Similarly – as the endless flow of official and semi-official paeans to the postwar golden age of the liberal international order clearly reveals – America’s contemporary foreign policy establishment is guilty of precisely the same sort of mytho-history. As Patrick Porter amply catalogs in his recent book “The False Promise of Liberal Order,” one has only to review the pages of the journal Foreign Affairs or read the pronouncements of the Council on Foreign Relations or the Brookings Institution to get a sense of the degree to which America’s foreign policy blob is in thrall to an imagined postwar golden age characterized by liberal peace and liberal plenty — a golden age that simply never existed.

Second, Justinian’s exercise in restoratio imperii alerts us to the perpetual allure of political restorationism. Once one succumbs to the siren call of geopolitical nostalgia, the tendency is not only to lament the passing of a supposed golden age but to seek its restoration.

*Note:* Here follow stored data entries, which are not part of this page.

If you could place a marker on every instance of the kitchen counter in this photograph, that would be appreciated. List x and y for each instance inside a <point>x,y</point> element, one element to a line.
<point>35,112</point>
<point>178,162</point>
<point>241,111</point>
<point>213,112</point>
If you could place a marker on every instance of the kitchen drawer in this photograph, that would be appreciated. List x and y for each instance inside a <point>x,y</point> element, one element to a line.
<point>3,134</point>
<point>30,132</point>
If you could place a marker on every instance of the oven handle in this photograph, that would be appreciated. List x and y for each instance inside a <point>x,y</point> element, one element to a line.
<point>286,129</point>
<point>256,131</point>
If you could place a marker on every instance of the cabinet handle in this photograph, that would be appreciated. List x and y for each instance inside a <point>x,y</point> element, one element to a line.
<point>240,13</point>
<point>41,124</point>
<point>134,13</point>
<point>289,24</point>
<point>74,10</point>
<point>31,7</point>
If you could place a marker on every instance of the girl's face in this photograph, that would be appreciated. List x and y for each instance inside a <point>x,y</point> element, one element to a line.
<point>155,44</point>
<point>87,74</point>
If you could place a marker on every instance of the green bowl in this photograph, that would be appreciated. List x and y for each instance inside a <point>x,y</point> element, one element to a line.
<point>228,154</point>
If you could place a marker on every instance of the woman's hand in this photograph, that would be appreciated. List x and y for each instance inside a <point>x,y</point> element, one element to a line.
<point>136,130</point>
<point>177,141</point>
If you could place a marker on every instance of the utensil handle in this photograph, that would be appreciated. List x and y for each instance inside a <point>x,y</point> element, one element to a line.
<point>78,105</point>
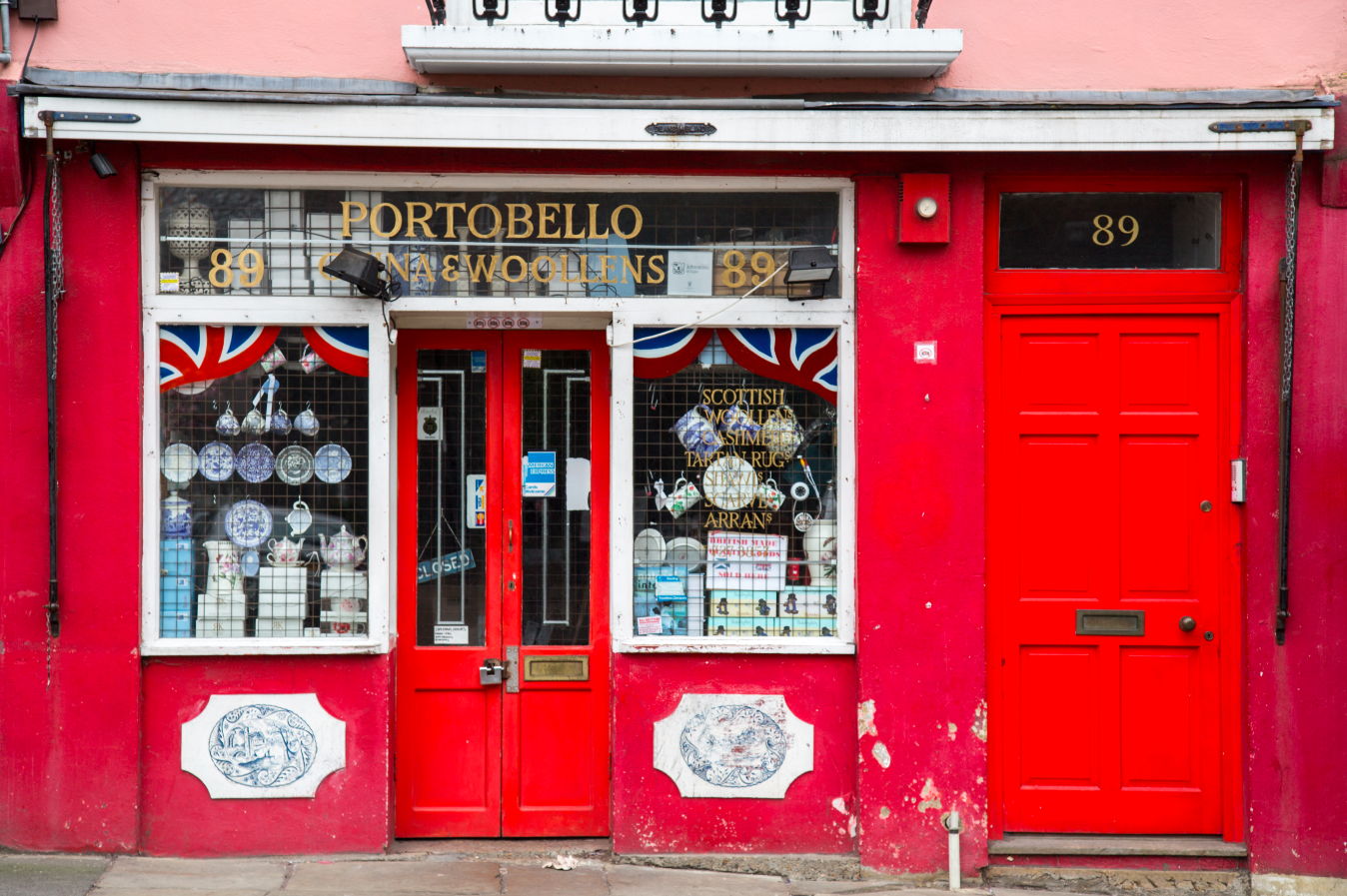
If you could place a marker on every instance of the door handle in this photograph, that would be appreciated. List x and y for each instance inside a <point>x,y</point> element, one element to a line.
<point>491,672</point>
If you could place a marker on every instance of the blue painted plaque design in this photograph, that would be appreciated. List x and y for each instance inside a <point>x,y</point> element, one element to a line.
<point>732,745</point>
<point>263,745</point>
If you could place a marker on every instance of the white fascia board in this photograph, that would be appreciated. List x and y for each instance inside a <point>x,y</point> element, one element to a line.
<point>1161,130</point>
<point>807,51</point>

This was certainly true of Justinian’s Rome. But it is also true of today’s Washington. Again, one need only open the pages of the establishment’s foreign policy journals – not to mention those of the Biden administration’s “Interim National Security Strategic Guidance” – to see on prominent display the assumption, assertion or argument that all that is wrong with today’s world can be put right if America simply modernizes or rebuilds or restores the world order that it built in the aftermath of World War II. Once this project of restoratio imperii is complete, a second golden age will be upon us — or so we are assured.

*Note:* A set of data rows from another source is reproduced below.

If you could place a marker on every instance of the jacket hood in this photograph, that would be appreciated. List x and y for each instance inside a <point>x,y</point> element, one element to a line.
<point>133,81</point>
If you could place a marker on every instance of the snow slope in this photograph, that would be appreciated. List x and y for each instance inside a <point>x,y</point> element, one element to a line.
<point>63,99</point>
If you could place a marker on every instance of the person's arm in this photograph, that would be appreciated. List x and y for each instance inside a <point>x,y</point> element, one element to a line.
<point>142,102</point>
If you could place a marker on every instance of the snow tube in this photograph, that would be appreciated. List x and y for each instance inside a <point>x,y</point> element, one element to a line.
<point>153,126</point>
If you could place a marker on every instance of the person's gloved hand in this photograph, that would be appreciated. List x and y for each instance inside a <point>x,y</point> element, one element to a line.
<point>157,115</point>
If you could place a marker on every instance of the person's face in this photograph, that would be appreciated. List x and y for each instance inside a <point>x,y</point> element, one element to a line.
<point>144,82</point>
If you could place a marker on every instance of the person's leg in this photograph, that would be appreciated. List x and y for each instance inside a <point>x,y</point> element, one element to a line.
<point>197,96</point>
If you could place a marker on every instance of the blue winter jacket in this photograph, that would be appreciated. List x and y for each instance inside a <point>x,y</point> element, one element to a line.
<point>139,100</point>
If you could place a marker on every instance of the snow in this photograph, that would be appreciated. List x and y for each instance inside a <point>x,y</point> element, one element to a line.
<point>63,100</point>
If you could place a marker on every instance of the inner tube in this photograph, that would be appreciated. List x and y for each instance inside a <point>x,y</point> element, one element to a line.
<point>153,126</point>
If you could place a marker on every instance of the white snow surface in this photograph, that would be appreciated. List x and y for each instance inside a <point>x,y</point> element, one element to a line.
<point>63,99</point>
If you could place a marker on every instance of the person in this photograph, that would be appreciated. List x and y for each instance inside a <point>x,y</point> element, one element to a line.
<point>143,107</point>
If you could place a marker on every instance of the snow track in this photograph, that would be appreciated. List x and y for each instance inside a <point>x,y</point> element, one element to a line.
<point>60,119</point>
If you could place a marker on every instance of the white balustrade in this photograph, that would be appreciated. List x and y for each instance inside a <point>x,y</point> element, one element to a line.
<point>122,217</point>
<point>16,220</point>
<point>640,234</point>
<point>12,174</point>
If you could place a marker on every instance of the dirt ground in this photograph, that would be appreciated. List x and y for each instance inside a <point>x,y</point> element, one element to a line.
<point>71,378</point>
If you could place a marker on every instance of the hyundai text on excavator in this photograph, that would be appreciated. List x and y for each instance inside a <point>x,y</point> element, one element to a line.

Finally, Justinian’s efforts at imperial restoration alert us to the destructive effects of both geopolitical nostalgia and imperial restorationism. Justinian’s restorationist project, built on a foundation of delusional nostalgia, led Constantinople into a series of expensive wars that neither restored the empire nor re-established the pax Romana imagined to have prevailed at its height.

Indeed, it led to a kind of imperial overreach that left Constantinople ill-prepared to meet the challenge of the “rising power” that was soon to burst out of Arabia and conquer all of the lands of the eastern and southern Mediterranean and even threaten the imperial capital itself. Justinian’s efforts may initially have paid some dividends, but in the end his efforts were all for naught. Indeed, they were disastrous.

Something similar seems to be happening now in President Biden’s Washington. Notwithstanding the recent decision to finally quit that most marginal outpost of empire, Afghanistan, the restorationist fantasy is blinding the leading lights of both the Democratic and Republican Parties to the prudent case for retrenchment, accommodation, offshore balancing and other approaches through which the United States might more realistically defend its interests in a post-unipolar world. It is in effect rendering invisible the reality that would otherwise be plain for all to see — that if an overstretched America is to address the growing imbalance of its power and commitments, it will have to look beyond nostalgic bromides and ritual calls for restoratio imperii.

We would do well, then, to remember that Justinian’s reign was not merely one of devastating plague (though it was that). It was also one of delusional geopolitical nostalgia and ultimately self-destructive projects of imperial restoration. And having remembered Justinian’s reign in all its fullness, we would do well to ask ourselves: Is Joe Biden the American Justinian?

Andrew Latham is a professor of international relations at Macalester College in St. Paul, Minnesota.